ResilienceRecommendedUpdated 2026-05-29

Monitoring and uptime

Monitor the site from outside your own infrastructure, combine synthetic checks with real user data, and run a status page on a separate host so it stays up when the site does not.

What it is

Monitoring is the continuous check that the site is reachable, correct, and fast. Uptime is the headline number — the percentage of time the site responded successfully over a window. Together they answer two questions: is the site up right now, and how often has it been down this month?

Three layers cover most needs:

Synthetic monitoring — a script in another data centre requests the site on a schedule and alerts when the response is wrong.
Real User Monitoring (RUM) — JavaScript on the page reports real visitor experience: load times, errors, Core Web Vitals.
A public status page — a page on a separate host where users can check whether the issue is yours or theirs.

Why it matters

Internal dashboards go down with the application. A check that runs inside the same VPC as the database cannot tell you the DNS provider has failed, the TLS certificate has expired, or the CDN is serving stale content. External monitoring catches the failures your users see first.

Synthetic checks tell you whether the site works. RUM tells you whether it works for the people who use it — on real devices, on real networks, in the regions you actually serve. The two are complementary: synthetic is fast feedback in a controlled environment, RUM is ground truth.

A status page reduces support load during incidents. When the homepage is down, “is it just me?” is the first question every user asks. A status page on a separate domain answers it without a support ticket.

How to implement

For synthetic monitoring, pick one external service and run checks every minute from multiple regions:

Hosted: UptimeRobot, Pingdom, StatusCake, Better Stack, Checkly, Datadog Synthetics.
Self-hosted: Uptime Kuma, Healthchecks.io.

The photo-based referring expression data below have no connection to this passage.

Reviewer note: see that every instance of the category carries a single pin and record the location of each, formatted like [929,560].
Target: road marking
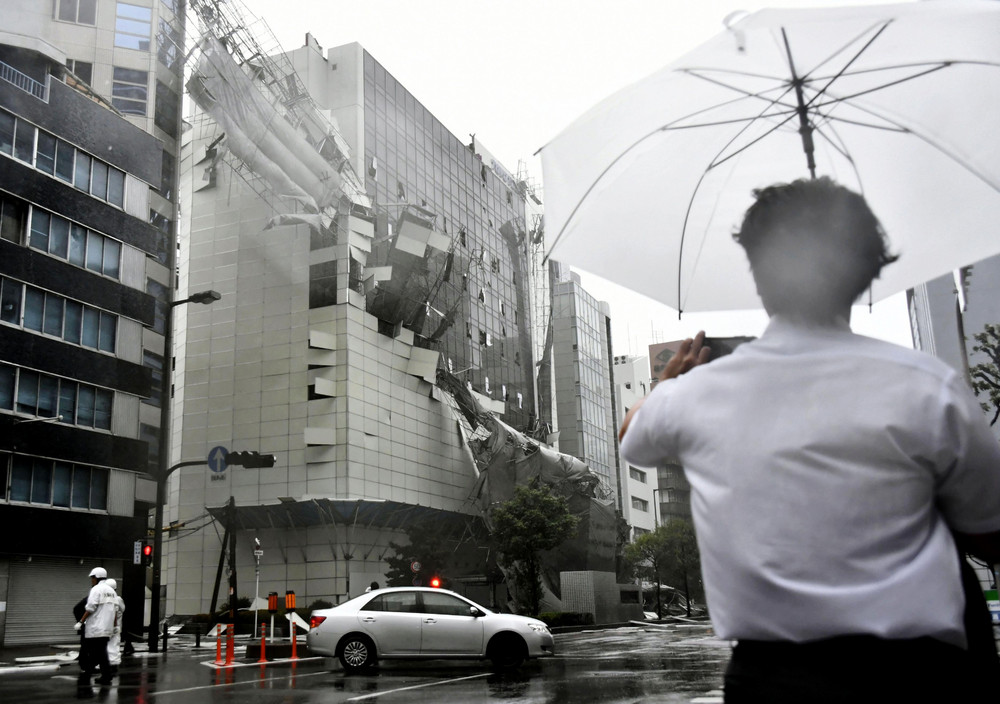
[416,686]
[236,684]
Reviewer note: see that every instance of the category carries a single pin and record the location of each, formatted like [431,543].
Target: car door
[393,620]
[448,628]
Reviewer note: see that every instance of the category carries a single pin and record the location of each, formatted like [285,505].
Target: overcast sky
[517,72]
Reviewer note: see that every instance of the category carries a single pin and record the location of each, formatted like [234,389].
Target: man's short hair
[813,245]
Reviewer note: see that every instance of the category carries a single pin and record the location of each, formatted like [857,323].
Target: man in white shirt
[831,474]
[98,624]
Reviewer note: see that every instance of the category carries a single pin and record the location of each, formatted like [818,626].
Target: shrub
[555,619]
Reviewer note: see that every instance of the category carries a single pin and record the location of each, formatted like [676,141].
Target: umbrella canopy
[898,102]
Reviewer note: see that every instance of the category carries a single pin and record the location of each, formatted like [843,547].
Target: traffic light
[250,460]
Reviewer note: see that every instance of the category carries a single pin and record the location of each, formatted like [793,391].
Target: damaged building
[378,331]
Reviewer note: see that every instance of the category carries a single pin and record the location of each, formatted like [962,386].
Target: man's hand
[690,354]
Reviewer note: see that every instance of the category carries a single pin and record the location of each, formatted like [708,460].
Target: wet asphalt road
[609,666]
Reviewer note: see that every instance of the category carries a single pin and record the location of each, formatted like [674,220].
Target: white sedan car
[424,623]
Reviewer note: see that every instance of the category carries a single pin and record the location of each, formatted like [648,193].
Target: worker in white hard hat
[114,643]
[97,622]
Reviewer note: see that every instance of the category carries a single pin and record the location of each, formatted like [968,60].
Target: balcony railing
[23,81]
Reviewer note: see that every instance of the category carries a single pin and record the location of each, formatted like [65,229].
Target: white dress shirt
[825,471]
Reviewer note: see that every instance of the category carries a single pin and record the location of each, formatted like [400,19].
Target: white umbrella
[901,103]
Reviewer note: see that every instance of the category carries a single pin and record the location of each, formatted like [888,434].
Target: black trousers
[854,670]
[93,655]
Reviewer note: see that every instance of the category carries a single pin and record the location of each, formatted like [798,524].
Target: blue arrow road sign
[217,458]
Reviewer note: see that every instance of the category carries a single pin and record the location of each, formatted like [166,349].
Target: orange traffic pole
[230,645]
[218,645]
[263,641]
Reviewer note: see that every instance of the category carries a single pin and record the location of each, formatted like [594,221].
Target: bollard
[230,646]
[263,641]
[218,644]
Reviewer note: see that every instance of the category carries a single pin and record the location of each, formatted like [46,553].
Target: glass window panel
[59,237]
[82,178]
[109,329]
[45,152]
[6,387]
[10,301]
[99,180]
[73,322]
[52,323]
[85,405]
[95,252]
[34,305]
[67,10]
[67,402]
[112,256]
[27,391]
[102,408]
[99,489]
[91,327]
[24,141]
[81,487]
[20,479]
[64,161]
[48,395]
[77,245]
[41,482]
[39,238]
[116,187]
[88,12]
[6,132]
[11,220]
[62,478]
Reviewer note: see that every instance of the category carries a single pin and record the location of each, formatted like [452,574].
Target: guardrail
[23,81]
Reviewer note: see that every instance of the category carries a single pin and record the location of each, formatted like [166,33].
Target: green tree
[668,556]
[648,556]
[533,521]
[683,561]
[985,376]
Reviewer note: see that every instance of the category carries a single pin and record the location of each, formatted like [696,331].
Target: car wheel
[507,651]
[356,652]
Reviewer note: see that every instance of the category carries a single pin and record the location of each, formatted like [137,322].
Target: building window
[84,70]
[169,45]
[46,396]
[54,483]
[78,11]
[129,90]
[133,26]
[165,113]
[55,315]
[74,243]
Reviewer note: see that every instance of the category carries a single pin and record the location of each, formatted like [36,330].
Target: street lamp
[163,470]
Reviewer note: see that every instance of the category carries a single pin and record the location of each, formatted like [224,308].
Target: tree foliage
[533,521]
[668,556]
[986,375]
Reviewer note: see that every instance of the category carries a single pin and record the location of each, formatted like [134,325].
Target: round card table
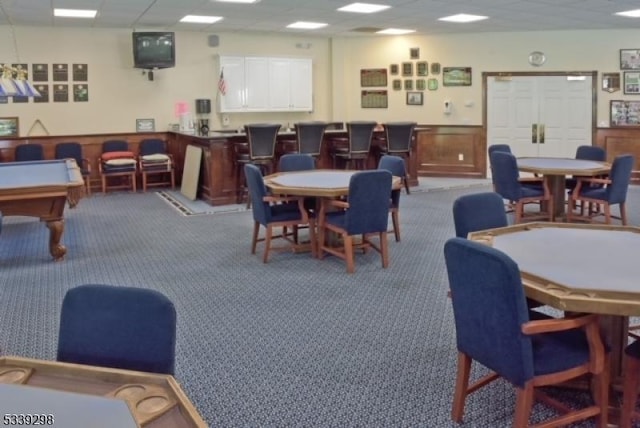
[555,170]
[578,268]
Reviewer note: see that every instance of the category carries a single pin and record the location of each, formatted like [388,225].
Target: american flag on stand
[222,85]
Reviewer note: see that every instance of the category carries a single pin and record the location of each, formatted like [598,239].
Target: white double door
[540,115]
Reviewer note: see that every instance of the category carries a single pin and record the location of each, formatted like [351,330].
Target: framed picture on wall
[629,59]
[624,113]
[631,83]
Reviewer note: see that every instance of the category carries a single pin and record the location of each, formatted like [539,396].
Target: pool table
[41,189]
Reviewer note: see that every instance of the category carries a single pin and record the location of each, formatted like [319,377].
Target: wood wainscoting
[451,151]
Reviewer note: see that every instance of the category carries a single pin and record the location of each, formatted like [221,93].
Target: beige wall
[118,93]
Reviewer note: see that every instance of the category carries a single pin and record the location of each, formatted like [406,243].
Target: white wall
[118,93]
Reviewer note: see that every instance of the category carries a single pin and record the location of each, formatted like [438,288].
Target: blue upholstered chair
[365,213]
[478,211]
[272,212]
[73,150]
[119,162]
[154,161]
[398,136]
[604,191]
[511,186]
[296,162]
[395,165]
[593,153]
[358,145]
[121,327]
[528,354]
[29,152]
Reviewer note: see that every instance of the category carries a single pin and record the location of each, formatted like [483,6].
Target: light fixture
[363,8]
[303,25]
[395,31]
[74,13]
[237,1]
[13,82]
[463,18]
[200,19]
[629,13]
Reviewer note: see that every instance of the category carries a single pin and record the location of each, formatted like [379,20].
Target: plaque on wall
[373,77]
[40,72]
[374,99]
[80,93]
[60,73]
[60,93]
[80,73]
[44,94]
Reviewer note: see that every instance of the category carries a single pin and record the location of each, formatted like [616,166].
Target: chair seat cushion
[157,157]
[554,352]
[117,155]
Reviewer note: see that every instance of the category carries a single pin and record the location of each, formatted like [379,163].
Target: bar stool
[356,153]
[398,143]
[261,140]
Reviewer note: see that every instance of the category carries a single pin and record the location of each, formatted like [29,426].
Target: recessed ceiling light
[363,8]
[307,25]
[630,13]
[200,19]
[238,1]
[463,17]
[395,31]
[75,13]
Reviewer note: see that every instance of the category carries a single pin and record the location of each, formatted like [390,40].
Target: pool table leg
[57,250]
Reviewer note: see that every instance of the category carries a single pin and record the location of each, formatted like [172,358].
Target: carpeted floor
[293,343]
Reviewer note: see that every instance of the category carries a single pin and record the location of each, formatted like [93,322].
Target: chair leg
[254,240]
[348,253]
[630,391]
[462,384]
[267,243]
[384,249]
[396,224]
[524,403]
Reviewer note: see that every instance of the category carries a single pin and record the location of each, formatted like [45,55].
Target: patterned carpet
[293,343]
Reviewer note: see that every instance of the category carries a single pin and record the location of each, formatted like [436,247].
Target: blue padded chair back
[360,135]
[29,152]
[620,176]
[115,146]
[262,140]
[121,327]
[593,153]
[399,135]
[368,202]
[480,278]
[310,136]
[504,168]
[257,192]
[499,148]
[395,165]
[478,211]
[69,150]
[152,146]
[296,162]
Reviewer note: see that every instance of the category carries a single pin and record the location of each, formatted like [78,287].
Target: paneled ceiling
[275,15]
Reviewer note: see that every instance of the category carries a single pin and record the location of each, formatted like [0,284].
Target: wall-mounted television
[154,50]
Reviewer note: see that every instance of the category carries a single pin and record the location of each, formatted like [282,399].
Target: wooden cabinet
[266,84]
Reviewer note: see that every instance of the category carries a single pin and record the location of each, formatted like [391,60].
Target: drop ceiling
[275,15]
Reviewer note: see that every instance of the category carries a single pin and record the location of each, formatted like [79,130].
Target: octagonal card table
[578,268]
[555,170]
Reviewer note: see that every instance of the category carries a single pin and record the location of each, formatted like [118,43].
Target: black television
[154,50]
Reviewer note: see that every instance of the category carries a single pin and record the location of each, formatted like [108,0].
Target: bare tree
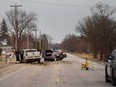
[20,22]
[99,29]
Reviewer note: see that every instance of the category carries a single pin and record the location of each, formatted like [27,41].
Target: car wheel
[113,79]
[106,76]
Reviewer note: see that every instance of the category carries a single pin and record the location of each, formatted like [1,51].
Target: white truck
[29,55]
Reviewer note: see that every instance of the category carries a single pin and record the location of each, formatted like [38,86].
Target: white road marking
[11,74]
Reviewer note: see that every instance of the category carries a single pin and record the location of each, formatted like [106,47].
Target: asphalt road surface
[66,73]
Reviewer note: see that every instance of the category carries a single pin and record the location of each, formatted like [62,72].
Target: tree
[70,43]
[99,29]
[4,30]
[20,23]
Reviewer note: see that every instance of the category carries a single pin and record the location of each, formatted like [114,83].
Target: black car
[110,68]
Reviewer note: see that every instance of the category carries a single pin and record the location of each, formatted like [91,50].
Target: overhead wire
[45,3]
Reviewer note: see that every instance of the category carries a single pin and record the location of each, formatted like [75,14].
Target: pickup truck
[29,55]
[110,68]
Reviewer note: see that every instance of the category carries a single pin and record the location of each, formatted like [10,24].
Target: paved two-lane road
[66,73]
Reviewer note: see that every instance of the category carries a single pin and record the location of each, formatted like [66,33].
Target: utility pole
[36,42]
[16,24]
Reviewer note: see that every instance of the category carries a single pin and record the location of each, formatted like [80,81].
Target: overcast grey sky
[56,18]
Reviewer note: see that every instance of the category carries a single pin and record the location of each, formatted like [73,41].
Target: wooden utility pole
[16,25]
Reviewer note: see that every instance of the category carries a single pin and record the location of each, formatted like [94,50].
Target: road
[66,73]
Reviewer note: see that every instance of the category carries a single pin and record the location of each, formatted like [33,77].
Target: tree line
[19,28]
[97,32]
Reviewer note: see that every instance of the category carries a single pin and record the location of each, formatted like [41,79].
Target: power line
[44,3]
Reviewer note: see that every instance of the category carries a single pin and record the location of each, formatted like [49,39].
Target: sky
[56,18]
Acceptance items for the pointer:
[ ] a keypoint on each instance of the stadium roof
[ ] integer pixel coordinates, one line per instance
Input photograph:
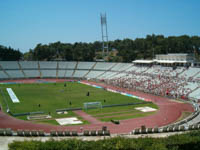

Check more than the homepage. A login flow, a search endpoint, and a checkout step catch problems the home page does not. Validate the response body, not just the status code, so a 200 OK returning the maintenance page still trips an alert.

For RUM, send Core Web Vitals (LCP, INP, CLS) and JavaScript errors to a collector. The web-vitals library, Sentry, Datadog RUM, and Cloudflare Web Analytics all do this in a few kilobytes.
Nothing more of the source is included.